I'm not a writer "Thanks Captain Obvious" but I do have to teach writing. I'm so bad at teaching writing skills that I sent my son back into the public school system to have them teach him the basics for me.
Do I need to say it? You know it was an utter fail. As a matter of fact all his teachers knew how bad he was, but because he was so advanced in everything else we couldn't get him remedial help. Just let me point out that his teachers were exceptional and tried to help as much as they could within the system. 'Nuff said, right?
So I've tried all kinds of writing programs. And I mean at least a whole school year of curriculum money on writing alone. It's out of control. But he has to be able to write. He's a great speaker - the boy can talk about something and we're great. Putting it on paper - well, not so much.

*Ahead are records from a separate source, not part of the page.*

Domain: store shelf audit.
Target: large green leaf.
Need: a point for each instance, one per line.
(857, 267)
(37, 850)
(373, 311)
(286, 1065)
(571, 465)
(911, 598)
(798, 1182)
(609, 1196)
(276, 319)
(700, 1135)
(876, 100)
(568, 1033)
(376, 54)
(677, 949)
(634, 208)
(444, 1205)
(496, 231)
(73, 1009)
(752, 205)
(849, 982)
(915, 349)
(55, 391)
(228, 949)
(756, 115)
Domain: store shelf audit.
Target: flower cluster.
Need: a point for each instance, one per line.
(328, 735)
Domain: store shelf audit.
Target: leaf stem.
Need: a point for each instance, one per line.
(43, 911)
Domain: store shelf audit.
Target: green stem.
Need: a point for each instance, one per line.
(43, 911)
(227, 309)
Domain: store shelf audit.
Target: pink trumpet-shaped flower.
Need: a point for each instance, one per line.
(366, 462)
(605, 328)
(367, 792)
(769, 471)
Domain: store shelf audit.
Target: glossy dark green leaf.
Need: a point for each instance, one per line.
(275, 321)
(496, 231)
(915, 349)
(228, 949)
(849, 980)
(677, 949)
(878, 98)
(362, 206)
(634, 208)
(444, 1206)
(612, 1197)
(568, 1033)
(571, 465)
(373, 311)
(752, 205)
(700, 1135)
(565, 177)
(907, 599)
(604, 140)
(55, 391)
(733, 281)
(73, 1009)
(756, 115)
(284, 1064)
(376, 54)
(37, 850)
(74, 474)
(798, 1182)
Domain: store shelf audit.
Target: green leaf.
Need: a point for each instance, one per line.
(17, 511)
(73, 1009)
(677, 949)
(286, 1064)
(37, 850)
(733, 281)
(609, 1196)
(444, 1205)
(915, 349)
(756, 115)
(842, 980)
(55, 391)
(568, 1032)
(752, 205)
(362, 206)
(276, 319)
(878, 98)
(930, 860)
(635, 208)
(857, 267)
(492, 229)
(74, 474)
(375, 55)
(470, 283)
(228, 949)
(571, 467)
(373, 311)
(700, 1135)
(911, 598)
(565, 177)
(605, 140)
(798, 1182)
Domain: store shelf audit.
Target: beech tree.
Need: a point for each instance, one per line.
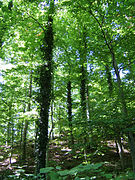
(67, 69)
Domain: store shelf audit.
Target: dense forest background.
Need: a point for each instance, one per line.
(67, 89)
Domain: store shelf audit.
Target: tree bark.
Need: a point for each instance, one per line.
(45, 83)
(26, 123)
(69, 107)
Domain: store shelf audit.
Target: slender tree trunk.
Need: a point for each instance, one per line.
(26, 123)
(45, 83)
(109, 79)
(69, 107)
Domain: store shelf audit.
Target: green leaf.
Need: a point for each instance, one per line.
(46, 170)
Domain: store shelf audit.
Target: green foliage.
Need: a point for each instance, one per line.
(80, 171)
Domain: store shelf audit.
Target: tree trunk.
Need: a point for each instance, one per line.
(45, 88)
(26, 123)
(69, 107)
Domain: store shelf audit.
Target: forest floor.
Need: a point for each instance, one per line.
(60, 155)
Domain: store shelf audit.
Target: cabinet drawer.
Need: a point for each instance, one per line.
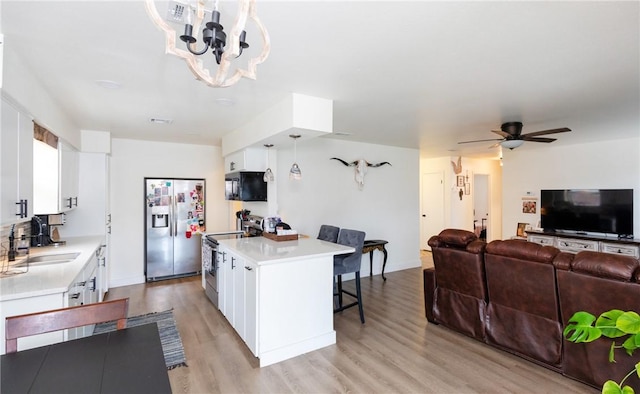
(540, 239)
(627, 250)
(576, 245)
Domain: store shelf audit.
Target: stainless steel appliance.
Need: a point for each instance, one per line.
(211, 262)
(174, 224)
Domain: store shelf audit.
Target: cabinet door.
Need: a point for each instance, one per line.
(69, 164)
(238, 317)
(251, 306)
(25, 165)
(8, 163)
(225, 292)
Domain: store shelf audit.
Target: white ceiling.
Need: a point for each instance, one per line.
(413, 74)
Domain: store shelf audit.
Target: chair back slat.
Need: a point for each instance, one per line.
(64, 318)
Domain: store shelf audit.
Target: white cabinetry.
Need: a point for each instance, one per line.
(238, 295)
(541, 239)
(250, 159)
(251, 306)
(572, 244)
(16, 165)
(68, 171)
(93, 216)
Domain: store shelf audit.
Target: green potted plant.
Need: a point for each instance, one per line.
(614, 324)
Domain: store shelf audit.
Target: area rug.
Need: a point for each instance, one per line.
(169, 335)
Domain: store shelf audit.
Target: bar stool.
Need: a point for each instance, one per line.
(348, 263)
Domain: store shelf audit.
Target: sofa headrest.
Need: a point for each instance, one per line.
(457, 237)
(523, 250)
(606, 265)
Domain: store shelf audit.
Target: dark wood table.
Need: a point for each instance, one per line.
(124, 361)
(375, 244)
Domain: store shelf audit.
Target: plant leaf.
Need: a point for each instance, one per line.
(611, 387)
(631, 344)
(627, 390)
(607, 322)
(629, 323)
(612, 352)
(580, 328)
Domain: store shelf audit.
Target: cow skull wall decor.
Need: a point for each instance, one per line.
(361, 168)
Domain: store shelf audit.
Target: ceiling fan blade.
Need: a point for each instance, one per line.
(502, 133)
(537, 139)
(492, 139)
(544, 132)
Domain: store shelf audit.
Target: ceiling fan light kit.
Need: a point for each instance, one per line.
(511, 144)
(512, 137)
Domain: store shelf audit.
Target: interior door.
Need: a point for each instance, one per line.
(432, 206)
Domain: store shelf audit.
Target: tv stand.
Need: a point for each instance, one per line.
(575, 242)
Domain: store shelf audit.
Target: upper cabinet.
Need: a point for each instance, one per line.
(16, 165)
(249, 159)
(68, 176)
(55, 177)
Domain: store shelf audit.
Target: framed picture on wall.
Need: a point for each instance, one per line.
(520, 232)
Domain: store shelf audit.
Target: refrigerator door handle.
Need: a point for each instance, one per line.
(175, 215)
(171, 218)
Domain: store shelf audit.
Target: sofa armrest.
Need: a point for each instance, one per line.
(429, 277)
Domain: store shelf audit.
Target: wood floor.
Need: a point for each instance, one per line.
(396, 351)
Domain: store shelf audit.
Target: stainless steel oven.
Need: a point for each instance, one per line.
(211, 262)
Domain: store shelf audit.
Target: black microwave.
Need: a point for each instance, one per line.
(245, 186)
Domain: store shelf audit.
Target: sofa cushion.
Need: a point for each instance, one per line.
(605, 265)
(456, 237)
(523, 250)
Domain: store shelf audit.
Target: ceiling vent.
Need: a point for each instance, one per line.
(160, 120)
(177, 10)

So last week I assigned him a 500 word essay. "What?" Why would I do that to a non-writer? I let him use the computer to type it and I let him pick his favorite subject - video games. I gave him a short list of rules:
1. Don't worry about punctuation and spelling
2. Just type what you would say if you were telling me (for the zillionth time) about these games
and I set him in front of the computer and walked away. And he did print me out three sheets of paper, of more than 500 words all about Sonic the Hedgehog and his various game incarnations. What he actually handed me was a 500+ word sentence.
So we've been editing the 500 word sentence this week. We started with capitalization. We moved onto punctuation (this took two tries so far - one for commas and one for periods and other various missed punctuation). Breaking one long run on sentence into normal sentences is hard! Today we tried to make some paragraphs. He's making corrections right now and then we will have to proof read one more time.
Did either of us learn anything from this exercise? I learned I probably should not say "type like you talk" because he rarely slows down, and saying "no punctuation" was probably too vague. I'm hoping he learned he can write. Even if we have to fix it, getting it from head to paper was the point of this particular exercise.
Will I do this again? Yep - and I'll even give the same directions, because my son hates reworking his stuff, so I'm sure he's learned that some punctuation should be included in the first writing. And I'll keep doing it until I have no hair left to pull!